Dmitry Yablonsky: Catalan Cello Works

The Strad Issue: February 2024

Description: A Catalan tradition is brought to life by engaging performances

Musicians: Dmitry Yablonsky (cello) Laia Martín (piano)

Works: Casablancas: Cant per Frederic Mompou ‘Remembrança’. Casals: Romanza; Full d’album; Rêverie. Cassadó: Requiebros; Sonata nello stile antico Spagnuolo. Granados: Madrigal; Quejas o la maja y el ruiseñor (arr.Marshall); Intermezzo (arr.Cassadó); Danza gallega. Mompou: La Filla del carmesí (arr.Cassadó)

Catalogue number: NAXOS 8.579097

A festival of both dramatic and reflective Catalan melodies sung out with elegance by Dmitry Yablonsky and Laia Martín characterises this warmly recorded release. Audiences traditionally love this music, not least the fiery Requiebros by cellist–composer Cassadó to which Yablonsky brings the right sort of bravura, mixed with nuanced expression in the more lyrical passages. You could certainly argue that both he and Casals forged a strong feeling for Catalan music through their performances, and, in particular, in the almost improvisatory-sounding cadenzas of Cassadó’s powerfully folk-inflected works. This includes the rarely heard but finely crafted Sonata nello stile antico spagnuolo whose striking variation-form finale is given a compelling interpretation from this duo.

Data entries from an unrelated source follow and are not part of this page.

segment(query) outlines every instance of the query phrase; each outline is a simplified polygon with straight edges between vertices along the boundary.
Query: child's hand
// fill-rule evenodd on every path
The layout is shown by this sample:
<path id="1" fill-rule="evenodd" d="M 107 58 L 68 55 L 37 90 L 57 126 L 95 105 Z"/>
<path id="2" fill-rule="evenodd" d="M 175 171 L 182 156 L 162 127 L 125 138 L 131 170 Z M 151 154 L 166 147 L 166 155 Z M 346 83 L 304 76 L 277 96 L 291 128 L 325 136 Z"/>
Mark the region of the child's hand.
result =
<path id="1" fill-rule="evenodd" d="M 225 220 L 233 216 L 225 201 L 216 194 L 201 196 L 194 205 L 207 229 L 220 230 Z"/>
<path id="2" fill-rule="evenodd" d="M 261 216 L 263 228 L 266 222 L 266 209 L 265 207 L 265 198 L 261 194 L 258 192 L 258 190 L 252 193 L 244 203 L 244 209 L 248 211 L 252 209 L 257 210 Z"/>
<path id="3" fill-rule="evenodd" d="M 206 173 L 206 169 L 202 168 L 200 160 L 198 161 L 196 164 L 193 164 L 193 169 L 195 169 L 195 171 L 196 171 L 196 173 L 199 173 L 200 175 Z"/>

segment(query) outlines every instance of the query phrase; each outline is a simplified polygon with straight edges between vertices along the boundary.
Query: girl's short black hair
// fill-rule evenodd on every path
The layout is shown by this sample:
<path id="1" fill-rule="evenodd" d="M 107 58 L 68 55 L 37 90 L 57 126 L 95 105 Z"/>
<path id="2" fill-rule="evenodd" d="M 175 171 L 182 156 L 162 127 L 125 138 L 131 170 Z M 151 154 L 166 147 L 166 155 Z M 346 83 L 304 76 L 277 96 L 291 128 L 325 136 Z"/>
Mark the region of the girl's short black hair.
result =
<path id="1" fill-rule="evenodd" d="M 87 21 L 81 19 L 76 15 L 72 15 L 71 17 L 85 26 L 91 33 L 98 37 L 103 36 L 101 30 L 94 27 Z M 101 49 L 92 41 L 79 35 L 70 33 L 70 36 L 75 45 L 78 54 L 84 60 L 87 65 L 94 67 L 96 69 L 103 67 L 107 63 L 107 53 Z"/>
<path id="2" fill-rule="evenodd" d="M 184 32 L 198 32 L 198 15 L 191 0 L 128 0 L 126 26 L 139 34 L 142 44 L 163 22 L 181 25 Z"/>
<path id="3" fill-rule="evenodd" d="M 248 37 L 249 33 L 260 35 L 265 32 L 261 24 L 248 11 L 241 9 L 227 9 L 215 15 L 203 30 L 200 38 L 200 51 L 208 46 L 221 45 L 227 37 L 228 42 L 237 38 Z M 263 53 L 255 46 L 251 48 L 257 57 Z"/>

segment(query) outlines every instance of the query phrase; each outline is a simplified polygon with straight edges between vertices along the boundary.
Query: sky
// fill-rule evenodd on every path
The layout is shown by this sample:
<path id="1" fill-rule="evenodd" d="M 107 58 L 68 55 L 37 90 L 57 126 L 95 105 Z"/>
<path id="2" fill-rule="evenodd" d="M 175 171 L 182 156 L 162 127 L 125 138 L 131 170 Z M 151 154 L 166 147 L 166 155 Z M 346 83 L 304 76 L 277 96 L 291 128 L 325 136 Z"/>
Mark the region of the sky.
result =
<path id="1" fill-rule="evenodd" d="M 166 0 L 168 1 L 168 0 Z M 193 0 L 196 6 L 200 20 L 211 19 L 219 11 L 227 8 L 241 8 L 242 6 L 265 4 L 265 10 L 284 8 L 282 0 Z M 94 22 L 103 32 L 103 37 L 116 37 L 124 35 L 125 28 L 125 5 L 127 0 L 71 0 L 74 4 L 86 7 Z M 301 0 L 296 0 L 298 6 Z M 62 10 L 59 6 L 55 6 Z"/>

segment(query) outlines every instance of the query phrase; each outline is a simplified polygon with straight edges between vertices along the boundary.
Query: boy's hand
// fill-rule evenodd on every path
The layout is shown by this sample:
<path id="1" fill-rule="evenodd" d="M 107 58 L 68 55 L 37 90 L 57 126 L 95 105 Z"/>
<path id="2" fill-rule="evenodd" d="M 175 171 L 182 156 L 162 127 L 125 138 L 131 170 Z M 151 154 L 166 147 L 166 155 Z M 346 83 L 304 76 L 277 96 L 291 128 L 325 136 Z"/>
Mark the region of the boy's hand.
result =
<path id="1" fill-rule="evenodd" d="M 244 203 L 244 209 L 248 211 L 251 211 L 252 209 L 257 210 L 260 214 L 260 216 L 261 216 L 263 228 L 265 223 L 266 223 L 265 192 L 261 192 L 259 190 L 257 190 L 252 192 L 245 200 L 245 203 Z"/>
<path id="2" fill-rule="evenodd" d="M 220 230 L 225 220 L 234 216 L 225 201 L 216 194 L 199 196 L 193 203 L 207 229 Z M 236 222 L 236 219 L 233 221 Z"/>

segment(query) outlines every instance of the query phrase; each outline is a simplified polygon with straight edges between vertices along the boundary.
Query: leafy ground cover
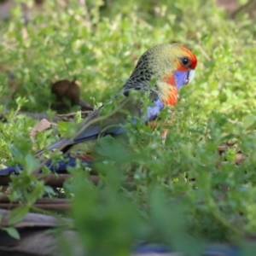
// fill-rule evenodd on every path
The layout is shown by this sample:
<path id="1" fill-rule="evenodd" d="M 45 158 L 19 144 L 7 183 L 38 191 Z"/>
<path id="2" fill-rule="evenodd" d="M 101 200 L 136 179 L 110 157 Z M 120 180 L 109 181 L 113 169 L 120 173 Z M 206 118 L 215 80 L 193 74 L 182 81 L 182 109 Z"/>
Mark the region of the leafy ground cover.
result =
<path id="1" fill-rule="evenodd" d="M 214 1 L 83 3 L 45 1 L 27 23 L 16 5 L 1 21 L 0 109 L 9 113 L 0 123 L 0 160 L 26 169 L 10 183 L 9 198 L 22 205 L 14 221 L 35 211 L 38 198 L 60 196 L 32 175 L 34 148 L 55 141 L 57 129 L 38 132 L 33 143 L 38 121 L 19 111 L 53 116 L 50 84 L 74 78 L 81 98 L 96 108 L 147 49 L 177 42 L 193 50 L 198 67 L 172 110 L 165 145 L 161 127 L 128 127 L 131 150 L 103 139 L 97 150 L 108 161 L 96 166 L 97 186 L 79 166 L 69 170 L 61 190 L 73 198 L 67 215 L 91 255 L 125 255 L 137 241 L 191 255 L 209 241 L 243 244 L 256 231 L 255 18 L 240 12 L 230 19 Z M 235 145 L 220 156 L 227 143 Z M 237 152 L 246 156 L 239 165 Z"/>

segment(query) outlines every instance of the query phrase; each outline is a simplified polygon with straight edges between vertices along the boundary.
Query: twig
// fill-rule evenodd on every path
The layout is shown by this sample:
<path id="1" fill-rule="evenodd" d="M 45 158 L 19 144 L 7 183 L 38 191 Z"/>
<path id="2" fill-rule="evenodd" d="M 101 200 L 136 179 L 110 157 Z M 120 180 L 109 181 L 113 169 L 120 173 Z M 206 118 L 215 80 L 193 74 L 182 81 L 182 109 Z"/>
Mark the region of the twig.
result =
<path id="1" fill-rule="evenodd" d="M 47 174 L 44 176 L 36 175 L 38 179 L 44 180 L 45 185 L 51 186 L 53 188 L 61 188 L 64 182 L 71 177 L 70 174 Z M 97 184 L 100 178 L 98 176 L 90 175 L 89 179 L 94 183 Z M 8 186 L 11 182 L 10 176 L 0 176 L 0 186 Z"/>

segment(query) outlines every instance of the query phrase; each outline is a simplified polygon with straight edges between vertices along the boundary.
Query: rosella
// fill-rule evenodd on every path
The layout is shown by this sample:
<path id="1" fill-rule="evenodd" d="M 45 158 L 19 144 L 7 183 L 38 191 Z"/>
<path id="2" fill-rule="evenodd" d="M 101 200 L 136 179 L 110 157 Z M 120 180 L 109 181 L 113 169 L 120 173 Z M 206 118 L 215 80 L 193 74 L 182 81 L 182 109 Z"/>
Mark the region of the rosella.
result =
<path id="1" fill-rule="evenodd" d="M 179 90 L 193 79 L 196 64 L 195 55 L 177 44 L 159 44 L 147 50 L 118 96 L 79 124 L 74 137 L 61 138 L 48 147 L 48 150 L 61 150 L 66 161 L 57 166 L 51 166 L 50 162 L 46 165 L 51 171 L 61 172 L 67 166 L 74 166 L 76 159 L 90 163 L 93 160 L 92 142 L 107 135 L 122 134 L 128 115 L 134 124 L 155 119 L 165 106 L 176 104 Z M 145 97 L 149 102 L 147 106 L 143 100 Z M 43 153 L 44 150 L 36 156 Z M 0 175 L 16 173 L 16 170 L 17 167 L 6 168 L 0 171 Z"/>

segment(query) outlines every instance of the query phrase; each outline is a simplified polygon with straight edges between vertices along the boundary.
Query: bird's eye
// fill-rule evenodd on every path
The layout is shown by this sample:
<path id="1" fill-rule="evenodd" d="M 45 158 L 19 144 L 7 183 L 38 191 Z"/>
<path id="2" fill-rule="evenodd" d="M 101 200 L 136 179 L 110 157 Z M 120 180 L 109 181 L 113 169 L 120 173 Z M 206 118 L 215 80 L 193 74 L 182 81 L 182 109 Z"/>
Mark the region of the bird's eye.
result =
<path id="1" fill-rule="evenodd" d="M 181 58 L 181 61 L 185 67 L 189 67 L 190 65 L 190 61 L 187 57 Z"/>

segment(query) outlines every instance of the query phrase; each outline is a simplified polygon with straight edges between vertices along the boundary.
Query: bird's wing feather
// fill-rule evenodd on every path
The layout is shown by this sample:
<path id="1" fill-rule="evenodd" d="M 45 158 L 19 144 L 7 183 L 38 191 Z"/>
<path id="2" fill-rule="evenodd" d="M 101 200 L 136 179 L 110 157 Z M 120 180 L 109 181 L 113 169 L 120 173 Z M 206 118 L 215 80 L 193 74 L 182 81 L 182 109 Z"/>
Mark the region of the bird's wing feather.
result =
<path id="1" fill-rule="evenodd" d="M 145 91 L 143 93 L 145 94 Z M 64 148 L 65 151 L 67 146 L 93 140 L 101 136 L 120 134 L 124 132 L 122 125 L 125 123 L 129 113 L 132 116 L 131 120 L 133 123 L 137 123 L 138 119 L 142 123 L 151 121 L 156 118 L 164 108 L 164 104 L 157 94 L 153 91 L 150 92 L 150 98 L 152 98 L 152 104 L 147 107 L 145 113 L 142 110 L 143 102 L 139 97 L 125 97 L 117 104 L 113 114 L 104 118 L 102 111 L 108 106 L 106 104 L 90 114 L 79 125 L 78 135 L 73 139 L 61 138 L 48 147 L 47 149 Z M 44 153 L 44 150 L 39 151 L 36 156 L 40 155 L 42 153 Z"/>

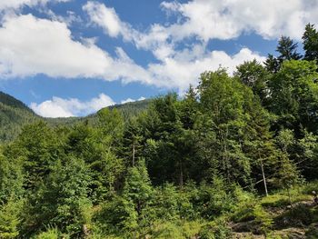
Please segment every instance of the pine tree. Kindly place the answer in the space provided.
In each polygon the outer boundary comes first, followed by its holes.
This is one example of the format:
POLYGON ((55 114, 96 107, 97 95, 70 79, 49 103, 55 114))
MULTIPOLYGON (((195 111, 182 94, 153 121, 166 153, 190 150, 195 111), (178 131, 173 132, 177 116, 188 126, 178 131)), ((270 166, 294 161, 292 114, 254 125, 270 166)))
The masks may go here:
POLYGON ((134 205, 141 216, 143 210, 151 203, 154 190, 144 160, 138 161, 134 167, 128 170, 123 189, 123 197, 134 205))
POLYGON ((303 35, 304 60, 318 60, 318 31, 314 25, 307 24, 303 35))
POLYGON ((289 36, 282 36, 278 41, 276 52, 280 54, 278 60, 282 63, 285 60, 299 60, 302 55, 297 53, 298 45, 289 36))

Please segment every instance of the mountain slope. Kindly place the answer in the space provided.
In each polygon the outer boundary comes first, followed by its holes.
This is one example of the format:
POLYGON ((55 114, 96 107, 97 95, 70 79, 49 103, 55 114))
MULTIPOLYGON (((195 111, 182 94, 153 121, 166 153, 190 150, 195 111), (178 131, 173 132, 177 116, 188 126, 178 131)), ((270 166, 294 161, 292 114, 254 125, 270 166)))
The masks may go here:
MULTIPOLYGON (((122 113, 124 120, 136 115, 144 110, 151 100, 131 102, 123 105, 109 106, 109 109, 117 109, 122 113)), ((21 132, 23 125, 36 120, 44 120, 52 126, 60 124, 72 126, 73 124, 88 120, 92 124, 97 121, 97 114, 84 117, 68 118, 44 118, 35 115, 27 105, 15 97, 0 92, 0 143, 14 139, 21 132)))
POLYGON ((14 139, 24 124, 40 118, 21 101, 0 92, 0 142, 14 139))

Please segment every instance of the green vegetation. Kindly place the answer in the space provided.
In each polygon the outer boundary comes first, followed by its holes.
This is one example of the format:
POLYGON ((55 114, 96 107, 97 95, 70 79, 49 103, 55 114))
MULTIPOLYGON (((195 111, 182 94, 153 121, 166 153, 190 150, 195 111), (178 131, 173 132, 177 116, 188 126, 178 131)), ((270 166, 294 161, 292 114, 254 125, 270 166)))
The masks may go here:
MULTIPOLYGON (((109 106, 110 109, 118 109, 124 120, 136 115, 148 106, 151 100, 142 100, 123 105, 109 106)), ((67 125, 72 126, 79 122, 87 121, 90 124, 96 124, 97 115, 94 114, 85 117, 68 118, 43 118, 36 115, 29 107, 21 101, 16 100, 9 95, 0 92, 0 143, 15 139, 24 125, 45 121, 51 126, 67 125)))
POLYGON ((3 95, 0 238, 317 238, 315 39, 86 118, 3 95))

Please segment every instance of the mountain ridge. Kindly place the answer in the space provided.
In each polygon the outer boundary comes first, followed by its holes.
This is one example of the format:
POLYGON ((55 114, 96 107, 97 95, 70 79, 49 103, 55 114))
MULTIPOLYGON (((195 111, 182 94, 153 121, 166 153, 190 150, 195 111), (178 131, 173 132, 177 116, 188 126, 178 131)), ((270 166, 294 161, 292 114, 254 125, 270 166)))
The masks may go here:
MULTIPOLYGON (((128 102, 125 104, 114 105, 104 108, 117 109, 121 112, 124 120, 133 115, 136 115, 144 110, 150 104, 151 99, 142 101, 128 102)), ((103 110, 102 108, 100 110, 103 110)), ((97 119, 97 111, 94 114, 85 116, 72 117, 43 117, 36 115, 25 103, 15 97, 0 91, 0 143, 11 141, 21 132, 21 128, 28 124, 38 120, 43 120, 51 126, 67 125, 72 126, 79 122, 87 120, 94 124, 97 119)))

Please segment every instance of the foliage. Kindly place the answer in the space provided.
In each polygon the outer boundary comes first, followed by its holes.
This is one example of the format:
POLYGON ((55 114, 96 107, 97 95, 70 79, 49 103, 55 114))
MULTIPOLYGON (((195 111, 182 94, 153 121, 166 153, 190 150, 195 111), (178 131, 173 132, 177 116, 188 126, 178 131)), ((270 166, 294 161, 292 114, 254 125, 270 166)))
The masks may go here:
POLYGON ((264 66, 83 118, 41 118, 1 93, 0 237, 274 237, 314 224, 316 35, 307 25, 303 60, 282 36, 264 66))

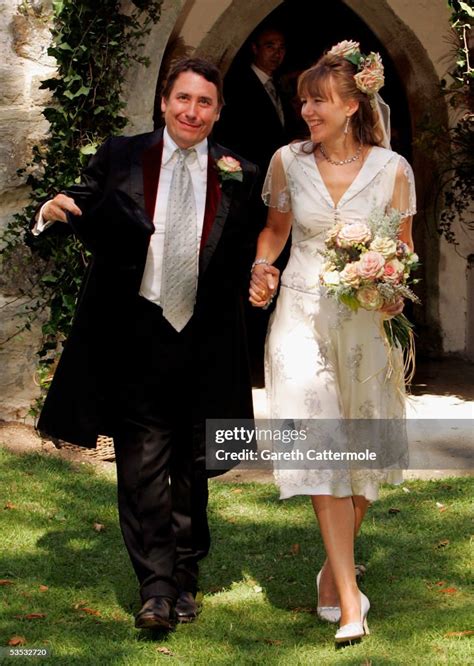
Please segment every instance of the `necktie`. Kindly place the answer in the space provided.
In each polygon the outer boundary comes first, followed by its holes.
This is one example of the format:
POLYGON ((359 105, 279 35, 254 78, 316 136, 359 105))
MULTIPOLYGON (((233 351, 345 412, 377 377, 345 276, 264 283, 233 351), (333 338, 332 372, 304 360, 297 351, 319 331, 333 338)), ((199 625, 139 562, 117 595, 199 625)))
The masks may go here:
POLYGON ((196 203, 186 164, 196 157, 196 151, 178 148, 175 155, 166 211, 161 306, 165 319, 179 332, 191 318, 196 302, 196 203))
POLYGON ((273 82, 273 79, 267 80, 267 82, 265 83, 265 90, 272 99, 273 106, 275 107, 276 112, 278 113, 278 117, 280 119, 281 124, 284 125, 285 116, 283 115, 283 106, 281 104, 280 96, 277 93, 277 89, 275 88, 275 83, 273 82))

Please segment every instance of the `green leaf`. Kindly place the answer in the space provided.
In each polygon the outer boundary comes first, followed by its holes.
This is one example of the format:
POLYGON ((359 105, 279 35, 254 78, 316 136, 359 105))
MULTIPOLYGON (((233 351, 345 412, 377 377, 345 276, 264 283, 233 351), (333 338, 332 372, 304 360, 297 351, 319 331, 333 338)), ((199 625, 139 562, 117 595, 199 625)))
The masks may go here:
POLYGON ((97 144, 90 143, 88 146, 82 146, 81 155, 95 155, 97 152, 97 144))
POLYGON ((91 89, 88 86, 81 86, 74 96, 79 97, 80 95, 88 95, 90 91, 91 89))
POLYGON ((474 9, 472 7, 469 7, 469 5, 466 2, 459 2, 461 5, 461 8, 464 9, 464 11, 467 13, 468 16, 471 18, 474 18, 474 9))

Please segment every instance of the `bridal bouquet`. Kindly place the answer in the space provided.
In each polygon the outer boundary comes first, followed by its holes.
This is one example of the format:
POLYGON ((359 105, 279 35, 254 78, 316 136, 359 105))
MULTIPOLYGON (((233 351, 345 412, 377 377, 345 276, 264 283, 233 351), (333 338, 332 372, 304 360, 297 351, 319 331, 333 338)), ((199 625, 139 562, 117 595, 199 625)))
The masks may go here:
MULTIPOLYGON (((320 276, 327 293, 351 310, 380 310, 397 297, 414 303, 419 299, 411 277, 418 256, 398 239, 401 217, 398 211, 385 214, 374 210, 366 223, 336 224, 327 234, 325 259, 320 276)), ((413 325, 403 314, 384 321, 391 347, 412 344, 413 325)))

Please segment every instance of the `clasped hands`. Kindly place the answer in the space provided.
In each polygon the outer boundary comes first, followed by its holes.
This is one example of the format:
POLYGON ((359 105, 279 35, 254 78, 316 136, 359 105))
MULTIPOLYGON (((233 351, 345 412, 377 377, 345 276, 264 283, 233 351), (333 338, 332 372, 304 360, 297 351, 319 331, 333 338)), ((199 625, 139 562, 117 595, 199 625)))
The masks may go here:
POLYGON ((45 222, 57 220, 67 222, 66 213, 82 215, 81 209, 76 205, 74 199, 66 194, 56 194, 54 199, 48 201, 43 207, 43 219, 45 222))
POLYGON ((270 305, 278 288, 280 271, 269 264, 257 264, 250 277, 249 301, 256 308, 270 305))

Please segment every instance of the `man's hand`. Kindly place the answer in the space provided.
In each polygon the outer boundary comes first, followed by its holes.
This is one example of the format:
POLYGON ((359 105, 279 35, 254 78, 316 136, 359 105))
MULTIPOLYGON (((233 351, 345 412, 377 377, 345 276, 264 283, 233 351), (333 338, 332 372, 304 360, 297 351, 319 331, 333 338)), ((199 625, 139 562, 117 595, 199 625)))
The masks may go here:
POLYGON ((82 211, 76 206, 74 199, 65 194, 57 194, 54 199, 48 201, 43 207, 43 220, 45 222, 67 222, 66 213, 73 215, 82 215, 82 211))
POLYGON ((277 288, 280 271, 275 266, 258 264, 252 271, 249 289, 249 301, 256 308, 263 308, 273 298, 277 288))
POLYGON ((394 301, 391 303, 386 303, 383 308, 380 309, 380 312, 384 315, 384 319, 391 319, 392 317, 396 317, 397 314, 400 314, 403 310, 403 306, 405 305, 403 298, 401 296, 398 296, 394 301))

A more hard-edged style is explored in the gritty short piece Remembrança by Benet Casablancas, the sole contemporary figure here. This more acerbic language is rapidly dispelled though by the French-influenced attractive short pieces by Casals which are idiomatically written for the cello in a style that is reminiscent of Fauré. But the finest music in this programme undoubtedly comes from Granados, whose intensity of expression and quality of invention are simply more memorable, with soaring melodies in Madrigal, and a sense of theatre in the Intermezzo from Goyescas. Both artists, in this warm recording, depict and characterise this music with an instinctive understanding of its idiom.